Now it’s been three years and there still hasn’t been a sequel, leading many to think that Fincher and Sony were just dropping the Millennium trilogy. But a new interview with the director is giving fans of his interpretation of the trilogy some hope that he might move forward to make The Girl Who Played with Fire and The Girl Who Kicked the Hornet’s Nest.
According to a Google translation of a recent interview Fincher did with Swedish publication Afton Bladet via Film Divider, which provided the translation, he still has hopes that those sequels will get made even though it has been so long since the first film. Fincher said that because Sony has spent so much money on the rights to the franchise, he believes the investment will be motivation for the studio to get the movies made.

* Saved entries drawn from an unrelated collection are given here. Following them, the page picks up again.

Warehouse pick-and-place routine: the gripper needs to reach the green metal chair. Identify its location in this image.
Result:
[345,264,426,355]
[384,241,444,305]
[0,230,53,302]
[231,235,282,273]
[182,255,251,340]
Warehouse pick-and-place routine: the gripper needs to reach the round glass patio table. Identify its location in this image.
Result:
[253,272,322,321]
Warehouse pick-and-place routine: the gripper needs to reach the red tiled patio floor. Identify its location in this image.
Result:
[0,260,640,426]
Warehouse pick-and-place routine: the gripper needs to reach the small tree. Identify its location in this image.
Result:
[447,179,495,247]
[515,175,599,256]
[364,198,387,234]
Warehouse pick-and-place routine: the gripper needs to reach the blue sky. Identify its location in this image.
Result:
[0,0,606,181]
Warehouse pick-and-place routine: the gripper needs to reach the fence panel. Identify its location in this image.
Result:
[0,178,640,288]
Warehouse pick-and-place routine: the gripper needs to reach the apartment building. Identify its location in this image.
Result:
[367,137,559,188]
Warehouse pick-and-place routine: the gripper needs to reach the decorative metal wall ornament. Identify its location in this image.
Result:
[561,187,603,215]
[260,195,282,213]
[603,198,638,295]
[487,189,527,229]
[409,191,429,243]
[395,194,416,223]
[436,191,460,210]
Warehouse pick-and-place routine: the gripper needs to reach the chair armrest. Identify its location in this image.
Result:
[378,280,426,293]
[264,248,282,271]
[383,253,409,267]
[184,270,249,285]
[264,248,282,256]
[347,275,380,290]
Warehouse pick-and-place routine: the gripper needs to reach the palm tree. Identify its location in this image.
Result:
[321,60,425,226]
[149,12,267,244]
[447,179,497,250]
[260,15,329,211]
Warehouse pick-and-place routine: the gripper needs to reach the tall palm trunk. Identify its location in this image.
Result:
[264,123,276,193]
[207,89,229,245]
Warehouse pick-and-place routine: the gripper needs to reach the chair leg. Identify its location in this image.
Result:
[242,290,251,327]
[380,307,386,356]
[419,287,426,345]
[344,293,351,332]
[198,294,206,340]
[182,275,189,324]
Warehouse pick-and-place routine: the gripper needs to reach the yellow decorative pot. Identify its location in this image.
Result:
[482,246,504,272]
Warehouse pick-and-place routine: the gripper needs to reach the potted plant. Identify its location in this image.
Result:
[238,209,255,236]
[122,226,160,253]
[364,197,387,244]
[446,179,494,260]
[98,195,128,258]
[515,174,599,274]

“I think because [Sony] already has spent millions of dollars on the rights and the script, it will result in something,” Fincher said. “The script that we now have has huge potential. I can reveal that it is extremely different from the book,” he went on to say.
Mara has said she’d love to come back and do the sequels, but since getting the Oscar nom for her role as Salander, she’s become an in-demand actress in Hollywood and has a busy schedule to work around. She has also said that the films would need to happen soon due to the physicality of the role and the fact she isn’t “getting any younger.”
While it is true Sony has invested in the material, now that the fervor over the books has cooled down, pouring money into a sequel seems even riskier, especially given that the movie will be an R-rated thriller — not exactly a guarantee for great box office performance. The recent flop of Sin City: A Dame to Kill For, which was made nine years after the first movie, doesn’t help the odds. People who were once avid fans of the novels might have moved on to something else. Larsson died before the Millennium trilogy was even published, so he hasn’t kept writing books to keep people interested in his fictional universe. It might be well past the time to take advantage of peoples’ interest in Lisbeth Salander’s story.
On the flip side, Sony’s hefty investment of the rights to the Millennium trilogy is still good motivation for the studio to get the second and third films made, and the brutally honest Fincher would likely say there wasn’t a chance of a sequel happening if there wasn’t a chance of a sequel happening. For now, Fincher seems excited about the current script for Fire, but it remains to be seen if stars Mara and Daniel Craig can get their schedules worked out to do the films even if Sony decides that making them is a risk worth taking.